Si une aide volontaire semble possible, le parquet contacte dès que possible le SAJ qui va évaluer la collaboration des parents. Mais si ceux-ci refusent toute aide, que l’enfant présente des traces de coups évidentes ou que la situation de maltraitance (ou de négligence) est déjà connue, le parquet demande plutôt au SPJ de prendre le relais. Un juge imposera alors une mesure d’aide aux parents.

Actuellement, il n’est donc toutefois pas possible de joindre un conseiller du SAJ ou un directeur du SPJ en dehors des heures de bureau. Ce qui va sans doute changer. En 2019, un projet pilote sera mis en place d’avril à fin décembre. Il prévoit justement d’élargir les permanences téléphoniques du SAJ et du SPJ dans deux provinces (Liège et Luxembourg). "De 17h à 21h en semaine et de 9h à 17h le weekend. En dehors de ces heures, un conseiller du SAJ et un directeur du SPJ devraient également être joignables par téléphone", révèle Aude Lavry, porte-parole de Rachid Madrane, le ministre en charge de l’Aide de la jeunesse en Fédération Wallonie-Bruxelles.

La philosophie derrière ce projet est surtout d’éviter le recours à la justice quand c’est possible. "Aujourd’hui, la police est à priori en première ligne. Quand quelqu’un lui signale un cas de maltraitance, elle prévient le parquet. Le soir et le weekend, il a tendance à appeler un magistrat de garde. Le dossier est donc transféré vers un juge. Mais si le parquet peut joindre le SAJ, cela permettra parfois de trouver une solution avant d’entamer des procédures judiciaires", explique Aude Lavry.


Des décisions prises au cas par cas

De son côté, Jessica Segers, responsable de SOS Enfants à l’ONE, souligne aussi la complexité de certaines situations et l’importance du choix pris par le parquet. "Il faut évaluer le danger dans lequel se trouve l’enfant pour voir si une intervention dans l’urgence un vendredi soir n’est pas pire que le lundi matin dans le calme. Une collaboration avec SOS Enfants ou directement avec le SAJ, où les choses sont expliquées aux enfants et aux parents, est moins traumatisante."
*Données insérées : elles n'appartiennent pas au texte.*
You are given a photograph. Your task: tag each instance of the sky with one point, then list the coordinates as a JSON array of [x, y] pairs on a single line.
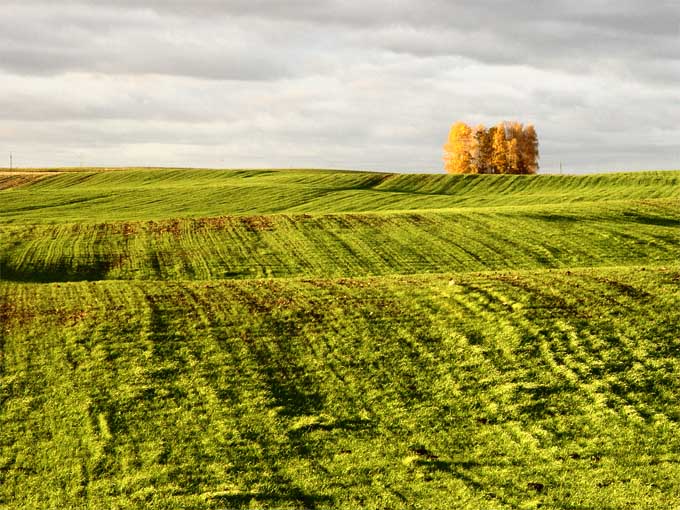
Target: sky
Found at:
[[371, 84]]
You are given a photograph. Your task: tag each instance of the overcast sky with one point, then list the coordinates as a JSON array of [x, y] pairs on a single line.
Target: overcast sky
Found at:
[[371, 84]]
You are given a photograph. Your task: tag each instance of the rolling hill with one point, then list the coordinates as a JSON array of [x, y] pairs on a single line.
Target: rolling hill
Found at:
[[179, 338]]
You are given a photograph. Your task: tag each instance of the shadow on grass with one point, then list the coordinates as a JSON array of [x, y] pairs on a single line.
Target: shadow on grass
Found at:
[[62, 271]]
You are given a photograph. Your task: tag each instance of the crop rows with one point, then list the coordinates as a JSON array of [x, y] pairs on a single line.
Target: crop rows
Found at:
[[476, 391], [345, 245], [90, 197]]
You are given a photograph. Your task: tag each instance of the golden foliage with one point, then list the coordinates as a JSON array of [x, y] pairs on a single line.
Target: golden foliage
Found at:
[[508, 147]]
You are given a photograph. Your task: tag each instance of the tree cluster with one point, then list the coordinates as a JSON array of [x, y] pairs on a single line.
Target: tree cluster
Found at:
[[507, 148]]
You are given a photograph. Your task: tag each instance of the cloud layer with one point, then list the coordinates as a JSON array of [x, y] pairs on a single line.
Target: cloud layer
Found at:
[[331, 83]]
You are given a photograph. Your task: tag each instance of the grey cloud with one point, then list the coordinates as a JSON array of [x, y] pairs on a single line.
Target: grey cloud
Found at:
[[336, 83]]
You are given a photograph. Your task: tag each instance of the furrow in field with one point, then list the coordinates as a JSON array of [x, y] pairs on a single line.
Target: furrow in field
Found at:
[[341, 245]]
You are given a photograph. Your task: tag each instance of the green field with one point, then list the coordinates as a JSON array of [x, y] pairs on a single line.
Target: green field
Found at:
[[313, 339]]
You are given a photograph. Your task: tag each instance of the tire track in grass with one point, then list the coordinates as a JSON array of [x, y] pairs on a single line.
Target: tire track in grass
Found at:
[[257, 385]]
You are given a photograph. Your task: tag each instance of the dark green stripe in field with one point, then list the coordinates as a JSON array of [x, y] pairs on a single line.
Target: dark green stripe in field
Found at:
[[346, 245], [505, 390], [160, 194]]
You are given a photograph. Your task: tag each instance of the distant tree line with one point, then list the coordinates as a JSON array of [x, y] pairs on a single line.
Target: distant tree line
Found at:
[[507, 148]]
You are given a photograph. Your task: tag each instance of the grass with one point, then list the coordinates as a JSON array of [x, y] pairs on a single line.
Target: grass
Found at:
[[466, 343]]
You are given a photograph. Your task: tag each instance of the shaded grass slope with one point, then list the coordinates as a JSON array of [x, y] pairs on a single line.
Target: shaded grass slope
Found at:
[[345, 245], [138, 194], [501, 390]]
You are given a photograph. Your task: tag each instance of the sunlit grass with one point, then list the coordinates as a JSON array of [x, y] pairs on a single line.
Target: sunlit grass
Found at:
[[313, 340]]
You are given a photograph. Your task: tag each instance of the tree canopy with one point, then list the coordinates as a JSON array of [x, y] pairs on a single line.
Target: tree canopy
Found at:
[[507, 148]]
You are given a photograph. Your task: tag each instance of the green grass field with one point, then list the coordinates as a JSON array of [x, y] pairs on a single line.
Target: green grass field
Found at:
[[316, 339]]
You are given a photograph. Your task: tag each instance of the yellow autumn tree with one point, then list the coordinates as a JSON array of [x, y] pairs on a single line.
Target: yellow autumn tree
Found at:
[[512, 156], [508, 147], [457, 158], [499, 150]]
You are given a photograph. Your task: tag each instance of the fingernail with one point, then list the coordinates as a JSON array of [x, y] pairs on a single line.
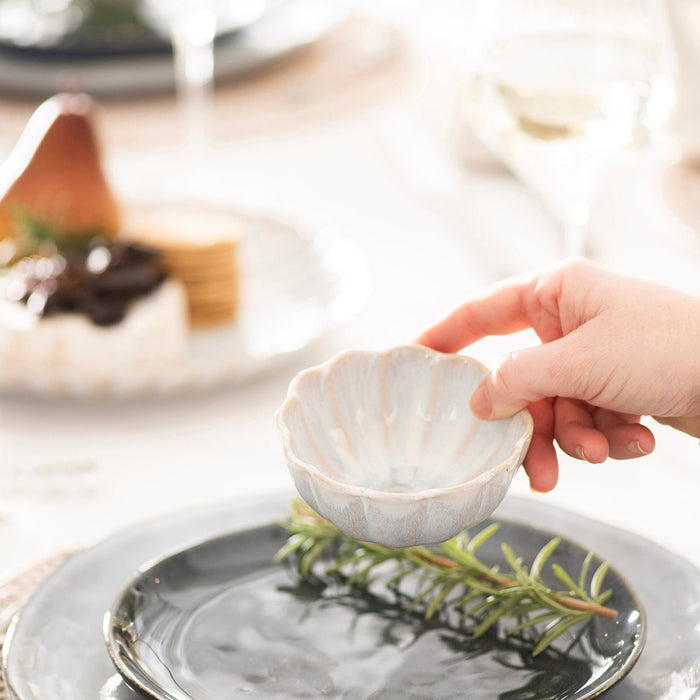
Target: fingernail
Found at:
[[480, 404], [636, 448]]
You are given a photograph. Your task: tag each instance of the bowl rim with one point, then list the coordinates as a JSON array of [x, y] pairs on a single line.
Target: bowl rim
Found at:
[[518, 451]]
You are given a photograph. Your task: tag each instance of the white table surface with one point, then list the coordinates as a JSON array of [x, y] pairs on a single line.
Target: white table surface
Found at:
[[389, 177]]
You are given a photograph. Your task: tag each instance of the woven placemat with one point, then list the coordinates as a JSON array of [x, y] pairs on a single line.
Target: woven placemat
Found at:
[[359, 62], [15, 593]]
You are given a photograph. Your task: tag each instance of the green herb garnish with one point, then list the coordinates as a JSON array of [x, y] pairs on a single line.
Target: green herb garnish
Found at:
[[451, 576]]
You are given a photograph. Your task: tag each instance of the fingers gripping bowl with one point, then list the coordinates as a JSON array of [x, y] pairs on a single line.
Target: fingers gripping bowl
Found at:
[[385, 446]]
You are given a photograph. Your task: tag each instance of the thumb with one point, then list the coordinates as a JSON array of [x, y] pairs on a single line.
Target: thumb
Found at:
[[525, 376]]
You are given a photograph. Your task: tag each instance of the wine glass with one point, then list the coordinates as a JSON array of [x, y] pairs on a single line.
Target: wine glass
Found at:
[[561, 87], [192, 26]]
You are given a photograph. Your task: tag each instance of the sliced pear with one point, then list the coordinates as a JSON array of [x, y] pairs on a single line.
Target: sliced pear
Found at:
[[54, 174]]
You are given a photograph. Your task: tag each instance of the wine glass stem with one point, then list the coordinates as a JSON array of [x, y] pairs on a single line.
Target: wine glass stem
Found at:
[[193, 35], [575, 238]]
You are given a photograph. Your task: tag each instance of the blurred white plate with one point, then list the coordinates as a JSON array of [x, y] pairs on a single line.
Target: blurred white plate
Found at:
[[285, 27], [296, 286]]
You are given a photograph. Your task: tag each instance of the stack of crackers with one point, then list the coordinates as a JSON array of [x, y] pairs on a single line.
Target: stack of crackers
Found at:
[[201, 250]]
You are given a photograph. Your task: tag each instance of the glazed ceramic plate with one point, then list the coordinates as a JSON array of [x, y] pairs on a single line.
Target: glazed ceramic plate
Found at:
[[296, 286], [286, 27], [55, 648], [221, 620]]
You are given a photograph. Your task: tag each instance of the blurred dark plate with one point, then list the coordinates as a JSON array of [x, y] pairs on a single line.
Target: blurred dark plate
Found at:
[[221, 619], [55, 648], [89, 29], [143, 64]]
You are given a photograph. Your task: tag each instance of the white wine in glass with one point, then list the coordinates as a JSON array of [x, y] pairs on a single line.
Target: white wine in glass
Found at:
[[559, 91]]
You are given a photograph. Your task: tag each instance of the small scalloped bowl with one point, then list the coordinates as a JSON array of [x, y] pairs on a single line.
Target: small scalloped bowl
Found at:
[[385, 446]]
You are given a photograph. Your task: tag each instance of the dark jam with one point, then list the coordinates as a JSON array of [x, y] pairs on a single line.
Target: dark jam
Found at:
[[99, 281]]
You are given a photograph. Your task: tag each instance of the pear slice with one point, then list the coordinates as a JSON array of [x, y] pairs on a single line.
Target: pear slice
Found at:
[[54, 174]]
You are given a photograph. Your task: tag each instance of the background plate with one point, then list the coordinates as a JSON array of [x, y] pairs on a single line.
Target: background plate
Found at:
[[286, 27], [55, 648], [296, 286], [220, 620]]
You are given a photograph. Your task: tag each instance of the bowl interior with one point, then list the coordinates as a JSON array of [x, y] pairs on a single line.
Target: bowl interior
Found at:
[[396, 421]]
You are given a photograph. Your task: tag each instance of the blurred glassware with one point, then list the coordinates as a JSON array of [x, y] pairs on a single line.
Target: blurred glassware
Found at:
[[192, 27], [561, 87], [684, 23]]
Ine Van Wymersch assure que le parquet de Bruxelles essaie de chercher la meilleure solution pour l’enfant. "C’est au cas par cas. Si nous sommes prévenus assez tôt et que la situation n’est pas trop grave, on a la possibilité de saisir le SAJ et de mener des enquêtes. Par exemple, si une voisine entend des cris mais n’a rien vu, la police va réaliser une enquête sociale, notamment auprès de l’école, avant de prendre une mesure de placement. Un enfant peut crier sans être maltraité", souligne la magistrate.


Et après le signalement, que se passe-t-il ?

Et qu’est devenu le petit garçon emmené par les policiers suite à l’appel d’Amélie ? "Il a été déposé dans un service d’urgence pédiatrique d’un hôpital", confie la Liégeoise. Excepté ce placement, elle n’a pas d’autres nouvelles de lui. "Un service adéquat a pris le relais et nous n’avons pas de retour c’est normal", explique-t-elle.

Son rôle est-il pour autant terminé ? Le parquet pourrait éventuellement la convoquer. Amélie devrait alors se présenter. Mais, comme elle est soumise au secret professionnel, elle peut choisir de répondre aux questions ou de se retrancher derrière ce secret. Elle pourrait aussi être appelée comme témoin dans le cadre d’un procès concernant l’auteur présumé des maltraitances.

A noter que si on signale un cas de maltraitance à SOS Enfants ou au SAJ, on peut informer soi-même la famille et participer aux investigations sociales ainsi qu’aux réunions avec l’enfant et les parents.